我有一个这种格式的数据集:
我需要转换:
我可以不用循环吗?
编辑:
嗨,再次感谢@guscht,我试图使用你的例子,但我有一些问题,我需要在PowerBI上使用它,我的数据集。
我正在尝试
library(data.table)
hec1 <- as.data.table(dataset)
res <- hec1[,strsplit(observaciones, split = ";"),by = c("albaran", "fecha", "cliente", "estado", "descrip", "destinatario", "direccion", "cp", "poblacion")]
res[, tipo_pedido := substring(observaciones, 1, regexpr(":", observaciones)-2)][, entregas := substring(observaciones, regexpr(":", observaciones)+2, nchar(observaciones))]
res$V1 <- NULL
res <- res[,strsplit(entregas, split = ","),by = c("albaran", "fecha", "cliente", "estado", "descrip", "destinatario", "direccion", "cp", "poblacion", "tipo_pedido")]
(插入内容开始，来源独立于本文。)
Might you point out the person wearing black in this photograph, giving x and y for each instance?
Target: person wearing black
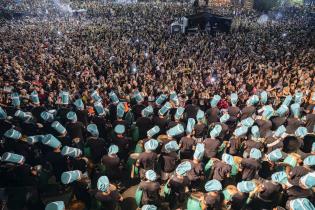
(96, 144)
(112, 163)
(75, 130)
(150, 189)
(168, 159)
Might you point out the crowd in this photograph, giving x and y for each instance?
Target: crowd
(93, 104)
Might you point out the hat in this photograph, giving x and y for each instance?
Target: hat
(58, 127)
(199, 152)
(308, 180)
(146, 112)
(275, 155)
(255, 153)
(255, 132)
(160, 99)
(56, 205)
(241, 131)
(282, 110)
(176, 130)
(15, 99)
(47, 116)
(34, 97)
(51, 141)
(179, 112)
(174, 98)
(190, 125)
(70, 176)
(119, 129)
(92, 129)
(301, 204)
(113, 149)
(301, 132)
(298, 97)
(254, 99)
(227, 158)
(153, 131)
(151, 145)
(79, 104)
(35, 139)
(71, 151)
(268, 112)
(149, 207)
(200, 115)
(150, 175)
(227, 195)
(246, 186)
(215, 132)
(120, 110)
(13, 158)
(72, 116)
(165, 108)
(13, 134)
(234, 98)
(263, 97)
(137, 96)
(287, 100)
(248, 122)
(280, 131)
(224, 118)
(290, 160)
(64, 97)
(103, 183)
(215, 100)
(3, 114)
(96, 96)
(23, 115)
(280, 177)
(99, 108)
(295, 109)
(171, 146)
(213, 186)
(113, 97)
(309, 160)
(183, 168)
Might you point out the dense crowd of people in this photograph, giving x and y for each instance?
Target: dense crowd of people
(93, 104)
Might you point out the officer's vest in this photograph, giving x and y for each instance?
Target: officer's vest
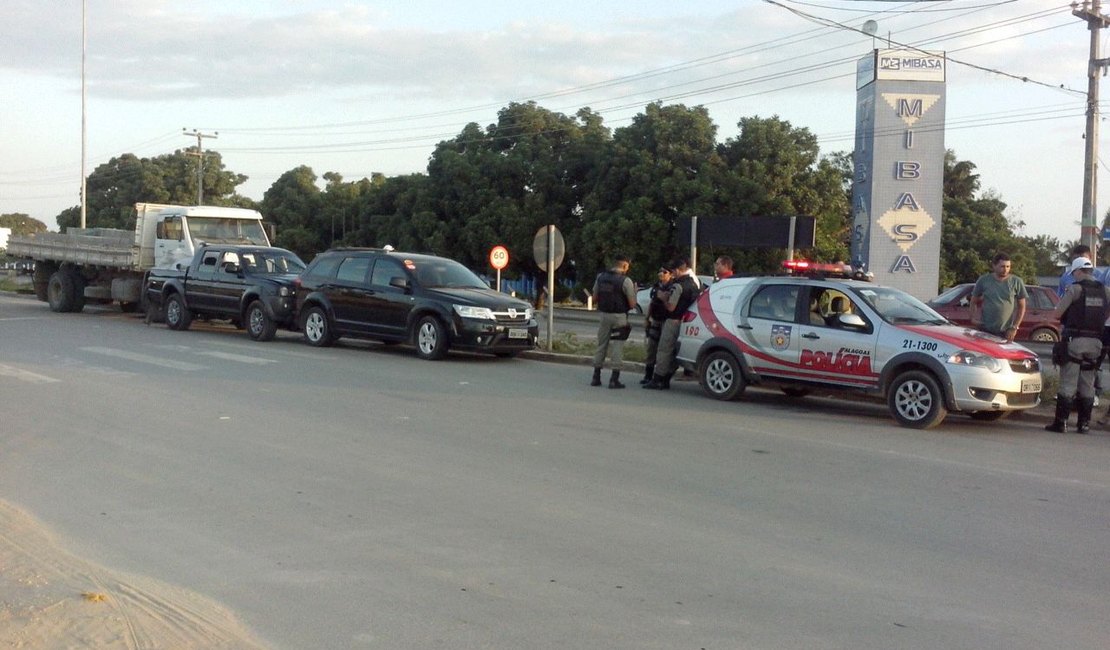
(611, 296)
(1087, 315)
(687, 297)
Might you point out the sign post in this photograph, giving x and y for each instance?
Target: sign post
(548, 249)
(498, 259)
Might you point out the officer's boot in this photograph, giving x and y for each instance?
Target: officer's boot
(1083, 407)
(659, 383)
(615, 379)
(1062, 410)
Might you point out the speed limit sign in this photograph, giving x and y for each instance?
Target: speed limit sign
(498, 257)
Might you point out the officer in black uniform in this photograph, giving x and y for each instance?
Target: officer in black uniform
(1083, 310)
(680, 295)
(615, 294)
(653, 322)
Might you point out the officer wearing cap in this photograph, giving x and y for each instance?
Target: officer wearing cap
(1082, 311)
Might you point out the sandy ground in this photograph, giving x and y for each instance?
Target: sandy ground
(50, 599)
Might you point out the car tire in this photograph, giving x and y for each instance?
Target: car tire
(260, 326)
(720, 376)
(316, 327)
(431, 338)
(916, 400)
(178, 316)
(1045, 335)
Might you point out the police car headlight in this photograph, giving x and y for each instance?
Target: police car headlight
(468, 312)
(966, 357)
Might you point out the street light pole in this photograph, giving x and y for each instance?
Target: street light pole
(84, 127)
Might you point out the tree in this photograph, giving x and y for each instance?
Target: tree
(113, 188)
(21, 224)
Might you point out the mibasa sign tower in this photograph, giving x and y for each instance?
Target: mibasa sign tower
(899, 169)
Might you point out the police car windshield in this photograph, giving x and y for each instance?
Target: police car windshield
(898, 307)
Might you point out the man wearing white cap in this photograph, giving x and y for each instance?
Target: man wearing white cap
(1082, 311)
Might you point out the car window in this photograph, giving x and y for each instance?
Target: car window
(384, 271)
(775, 302)
(353, 270)
(324, 267)
(897, 306)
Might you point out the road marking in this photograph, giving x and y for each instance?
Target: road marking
(238, 357)
(26, 375)
(145, 358)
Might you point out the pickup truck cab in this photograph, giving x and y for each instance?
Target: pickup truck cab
(249, 285)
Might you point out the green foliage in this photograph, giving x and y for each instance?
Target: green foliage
(21, 224)
(113, 188)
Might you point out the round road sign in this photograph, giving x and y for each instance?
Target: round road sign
(498, 257)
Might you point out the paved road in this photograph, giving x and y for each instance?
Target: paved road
(357, 497)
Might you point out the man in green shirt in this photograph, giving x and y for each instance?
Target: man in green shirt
(998, 300)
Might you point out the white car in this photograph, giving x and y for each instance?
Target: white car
(805, 333)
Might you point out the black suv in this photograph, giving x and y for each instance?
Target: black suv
(431, 302)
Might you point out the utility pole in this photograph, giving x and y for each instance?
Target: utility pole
(1090, 227)
(200, 160)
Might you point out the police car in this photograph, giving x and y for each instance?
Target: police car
(805, 333)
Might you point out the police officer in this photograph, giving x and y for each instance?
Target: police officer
(615, 294)
(679, 296)
(1082, 310)
(656, 316)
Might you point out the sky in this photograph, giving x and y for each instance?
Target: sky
(364, 87)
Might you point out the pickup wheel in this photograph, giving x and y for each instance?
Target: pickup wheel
(431, 338)
(259, 324)
(720, 376)
(66, 291)
(916, 400)
(318, 328)
(178, 315)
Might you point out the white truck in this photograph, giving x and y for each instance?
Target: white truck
(110, 264)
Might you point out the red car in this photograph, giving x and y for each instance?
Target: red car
(1038, 325)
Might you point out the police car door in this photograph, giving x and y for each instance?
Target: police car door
(836, 349)
(772, 329)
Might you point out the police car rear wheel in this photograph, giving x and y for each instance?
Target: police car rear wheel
(720, 376)
(916, 400)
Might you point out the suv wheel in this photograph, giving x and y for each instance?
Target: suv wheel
(720, 376)
(431, 338)
(318, 329)
(178, 315)
(916, 400)
(259, 325)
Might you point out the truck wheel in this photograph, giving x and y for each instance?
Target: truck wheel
(720, 376)
(61, 292)
(431, 338)
(318, 329)
(260, 325)
(916, 400)
(40, 280)
(178, 315)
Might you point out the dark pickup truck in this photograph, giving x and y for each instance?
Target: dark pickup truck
(252, 286)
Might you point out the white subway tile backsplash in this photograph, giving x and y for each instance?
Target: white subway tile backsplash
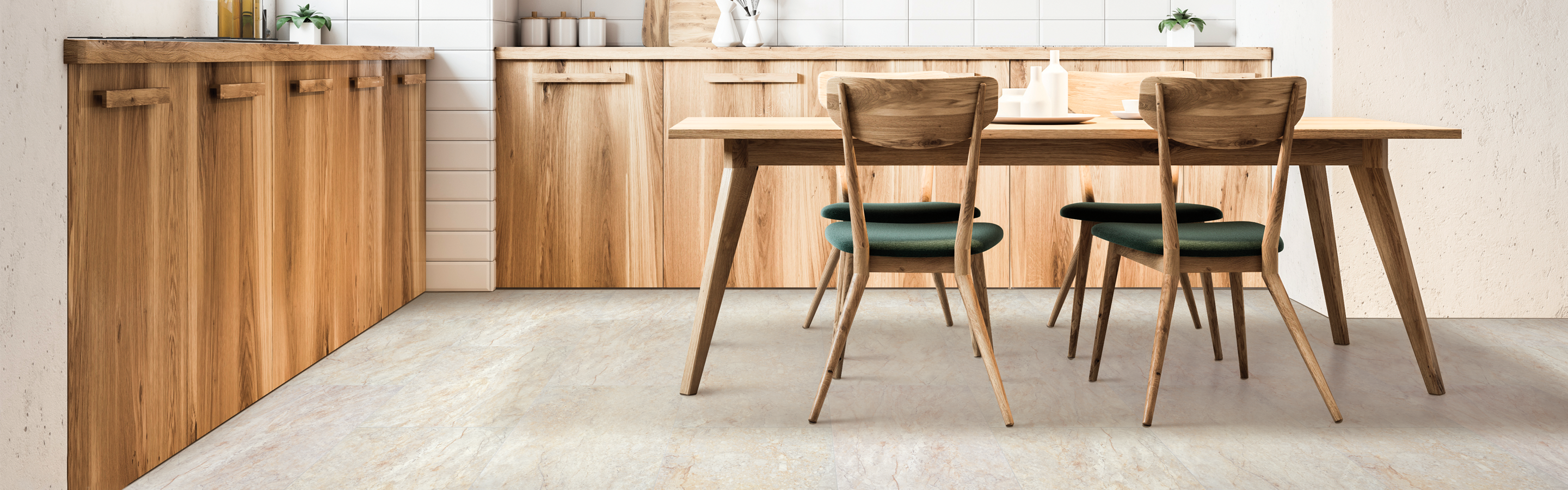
(1006, 10)
(380, 32)
(460, 156)
(943, 32)
(449, 185)
(460, 126)
(460, 96)
(943, 10)
(882, 10)
(460, 276)
(1007, 32)
(460, 215)
(383, 10)
(615, 10)
(810, 33)
(1072, 32)
(1136, 10)
(876, 32)
(462, 65)
(1134, 33)
(1072, 10)
(460, 246)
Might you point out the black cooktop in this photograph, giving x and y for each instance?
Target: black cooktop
(187, 40)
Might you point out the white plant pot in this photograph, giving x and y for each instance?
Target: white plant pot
(303, 35)
(1186, 36)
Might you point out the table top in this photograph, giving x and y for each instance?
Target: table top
(1097, 129)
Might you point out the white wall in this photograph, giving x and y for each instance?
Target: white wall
(1302, 35)
(33, 213)
(1487, 215)
(948, 22)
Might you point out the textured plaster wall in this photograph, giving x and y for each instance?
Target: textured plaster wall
(33, 213)
(1487, 215)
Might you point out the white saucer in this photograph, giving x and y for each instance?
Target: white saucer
(1067, 120)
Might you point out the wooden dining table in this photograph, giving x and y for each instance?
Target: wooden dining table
(1360, 145)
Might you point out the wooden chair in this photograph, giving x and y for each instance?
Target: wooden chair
(926, 210)
(913, 115)
(1219, 115)
(1097, 93)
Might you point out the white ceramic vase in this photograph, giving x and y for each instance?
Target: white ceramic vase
(725, 32)
(303, 35)
(1181, 36)
(753, 33)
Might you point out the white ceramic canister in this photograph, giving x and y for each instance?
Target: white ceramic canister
(533, 32)
(590, 30)
(1012, 104)
(563, 32)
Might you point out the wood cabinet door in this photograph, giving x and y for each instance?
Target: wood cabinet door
(782, 243)
(579, 174)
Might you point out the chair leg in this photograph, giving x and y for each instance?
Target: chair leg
(981, 331)
(1078, 286)
(1108, 290)
(1239, 312)
(1214, 326)
(942, 296)
(1291, 321)
(822, 286)
(841, 334)
(1067, 284)
(1163, 334)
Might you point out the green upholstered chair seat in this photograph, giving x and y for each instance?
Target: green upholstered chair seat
(903, 212)
(1137, 212)
(1227, 238)
(913, 240)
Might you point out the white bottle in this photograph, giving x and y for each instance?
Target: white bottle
(1034, 104)
(1056, 86)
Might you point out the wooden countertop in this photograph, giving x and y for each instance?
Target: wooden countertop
(1098, 129)
(107, 51)
(832, 52)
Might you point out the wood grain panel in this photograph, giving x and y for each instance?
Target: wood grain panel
(782, 243)
(577, 170)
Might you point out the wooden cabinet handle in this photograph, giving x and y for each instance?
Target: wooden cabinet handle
(366, 82)
(239, 90)
(752, 77)
(129, 97)
(577, 77)
(316, 85)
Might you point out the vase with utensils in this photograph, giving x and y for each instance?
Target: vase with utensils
(725, 32)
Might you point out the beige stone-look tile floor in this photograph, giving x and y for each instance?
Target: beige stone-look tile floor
(576, 389)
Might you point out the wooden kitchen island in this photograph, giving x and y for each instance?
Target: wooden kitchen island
(236, 213)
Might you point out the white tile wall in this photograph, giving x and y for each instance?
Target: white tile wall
(460, 215)
(460, 246)
(460, 276)
(460, 156)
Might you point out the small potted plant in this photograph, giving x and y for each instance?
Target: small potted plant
(1179, 29)
(305, 26)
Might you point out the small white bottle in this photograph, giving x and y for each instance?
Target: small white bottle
(1056, 86)
(1034, 104)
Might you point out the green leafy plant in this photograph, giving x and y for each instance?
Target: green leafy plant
(305, 15)
(1181, 19)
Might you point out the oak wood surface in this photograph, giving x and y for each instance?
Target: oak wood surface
(687, 49)
(577, 200)
(112, 52)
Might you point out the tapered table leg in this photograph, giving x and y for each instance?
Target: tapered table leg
(1319, 210)
(734, 196)
(1388, 232)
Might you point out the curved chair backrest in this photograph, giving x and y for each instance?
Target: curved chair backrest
(913, 115)
(1227, 115)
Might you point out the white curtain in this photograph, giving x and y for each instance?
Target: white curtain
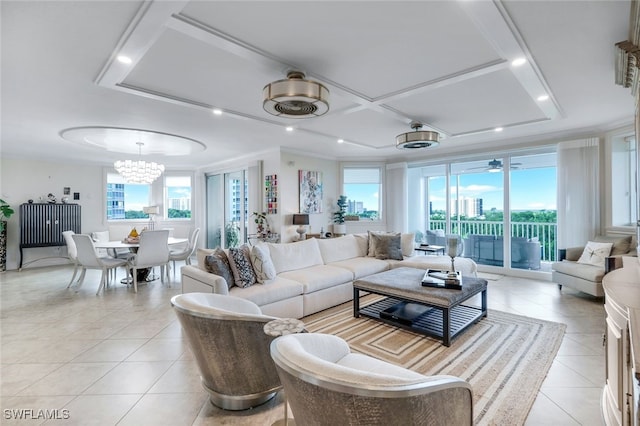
(578, 192)
(396, 197)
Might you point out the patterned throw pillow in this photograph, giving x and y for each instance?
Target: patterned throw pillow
(595, 253)
(262, 264)
(240, 260)
(385, 246)
(218, 263)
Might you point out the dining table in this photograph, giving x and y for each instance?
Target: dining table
(144, 274)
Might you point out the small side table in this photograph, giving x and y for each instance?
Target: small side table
(277, 328)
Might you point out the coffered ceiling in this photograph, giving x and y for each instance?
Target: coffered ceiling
(447, 64)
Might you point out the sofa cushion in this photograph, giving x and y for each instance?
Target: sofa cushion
(362, 266)
(263, 294)
(363, 243)
(595, 253)
(200, 256)
(293, 256)
(262, 264)
(574, 269)
(336, 249)
(385, 246)
(319, 277)
(407, 243)
(240, 261)
(218, 263)
(621, 245)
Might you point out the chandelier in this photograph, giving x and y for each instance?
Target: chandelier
(418, 138)
(295, 97)
(138, 171)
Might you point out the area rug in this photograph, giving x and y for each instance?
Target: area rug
(505, 357)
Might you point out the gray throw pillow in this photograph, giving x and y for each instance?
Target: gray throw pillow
(386, 246)
(218, 263)
(240, 261)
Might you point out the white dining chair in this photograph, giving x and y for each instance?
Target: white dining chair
(88, 259)
(153, 251)
(72, 253)
(186, 252)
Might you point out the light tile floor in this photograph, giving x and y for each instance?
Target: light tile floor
(120, 359)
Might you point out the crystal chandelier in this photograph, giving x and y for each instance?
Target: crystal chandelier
(138, 171)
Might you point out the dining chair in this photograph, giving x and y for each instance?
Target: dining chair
(185, 253)
(72, 253)
(153, 251)
(88, 258)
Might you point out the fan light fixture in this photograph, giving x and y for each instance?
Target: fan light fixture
(418, 138)
(138, 171)
(295, 97)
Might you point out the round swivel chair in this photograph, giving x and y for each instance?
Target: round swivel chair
(226, 336)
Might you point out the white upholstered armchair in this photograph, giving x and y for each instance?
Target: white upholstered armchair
(326, 384)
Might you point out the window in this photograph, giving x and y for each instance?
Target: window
(178, 197)
(362, 186)
(126, 200)
(623, 180)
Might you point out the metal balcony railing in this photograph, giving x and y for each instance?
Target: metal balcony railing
(546, 233)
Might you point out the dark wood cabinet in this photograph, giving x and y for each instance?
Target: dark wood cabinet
(42, 224)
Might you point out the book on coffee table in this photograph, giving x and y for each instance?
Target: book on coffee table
(441, 279)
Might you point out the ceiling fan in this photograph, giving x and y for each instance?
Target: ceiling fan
(495, 166)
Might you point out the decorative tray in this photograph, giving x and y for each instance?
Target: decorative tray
(440, 279)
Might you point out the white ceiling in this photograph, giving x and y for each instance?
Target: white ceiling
(446, 64)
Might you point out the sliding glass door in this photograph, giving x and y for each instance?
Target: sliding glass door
(227, 207)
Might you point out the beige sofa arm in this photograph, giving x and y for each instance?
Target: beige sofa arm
(573, 253)
(195, 279)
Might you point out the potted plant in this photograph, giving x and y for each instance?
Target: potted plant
(5, 213)
(339, 228)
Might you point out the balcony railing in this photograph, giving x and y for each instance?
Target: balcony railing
(546, 233)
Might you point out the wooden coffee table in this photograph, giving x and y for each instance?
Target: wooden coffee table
(440, 312)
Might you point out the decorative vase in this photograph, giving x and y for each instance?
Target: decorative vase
(3, 246)
(339, 228)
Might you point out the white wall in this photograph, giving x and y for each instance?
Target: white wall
(22, 180)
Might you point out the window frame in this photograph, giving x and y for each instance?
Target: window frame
(381, 167)
(165, 203)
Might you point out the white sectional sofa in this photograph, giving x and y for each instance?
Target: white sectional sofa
(314, 274)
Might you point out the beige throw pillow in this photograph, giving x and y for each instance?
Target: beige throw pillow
(262, 264)
(595, 253)
(385, 246)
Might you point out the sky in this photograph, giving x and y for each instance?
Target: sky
(531, 189)
(137, 196)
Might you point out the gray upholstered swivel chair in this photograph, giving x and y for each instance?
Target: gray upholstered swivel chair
(326, 384)
(226, 336)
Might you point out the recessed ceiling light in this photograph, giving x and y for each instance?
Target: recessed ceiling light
(124, 59)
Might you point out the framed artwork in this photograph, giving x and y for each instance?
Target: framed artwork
(310, 191)
(271, 193)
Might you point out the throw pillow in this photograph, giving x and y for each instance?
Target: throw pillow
(240, 261)
(386, 246)
(218, 263)
(262, 264)
(595, 253)
(407, 242)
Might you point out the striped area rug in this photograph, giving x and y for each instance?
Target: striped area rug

setnames(res, "tipo_pedido", "entregas")
res
但它不起作用,告诉我这个错误:
Error in strsplit(observaciones, split = ";") :
argumento de tipo no-carácter
Calls: [ -> [.data.table -> strsplit
Ejecución interrumpida
我认为......可能是原始格式的问题?,它是一个数据表
答案 0 :(得分:0)
使用data.table
- 包,您可以执行以下操作:
dt <- fread(input = '
16/04/2018 23:18|Estrella Disney|1|sandy crespo
16/04/2018 23:18|Estrella Disney|2|sandy crespo
16/04/2018 23:18|Estrella Disney|3|sandy crespo
16/04/2018 23:18|Estrella Disney|4|sandy crespo
16/04/2018 23:18|Estrella Disney|5|sandy crespo
16/04/2018 23:18|Estrella Disney|6|sandy crespo
16/04/2018 23:18|Colleccion|20|sandy crespo
16/04/2018 23:18|Colleccion|4|sandy crespo
', sep = '|')
setnames(dt, c('date_time', 'something', 'number', 'user'))
res <- dt[, paste(number, collapse = ", "), by = c("something", "user", "date_time")][, paste(something, ":", V1, collapse = "; "), by = c("user", "date_time")]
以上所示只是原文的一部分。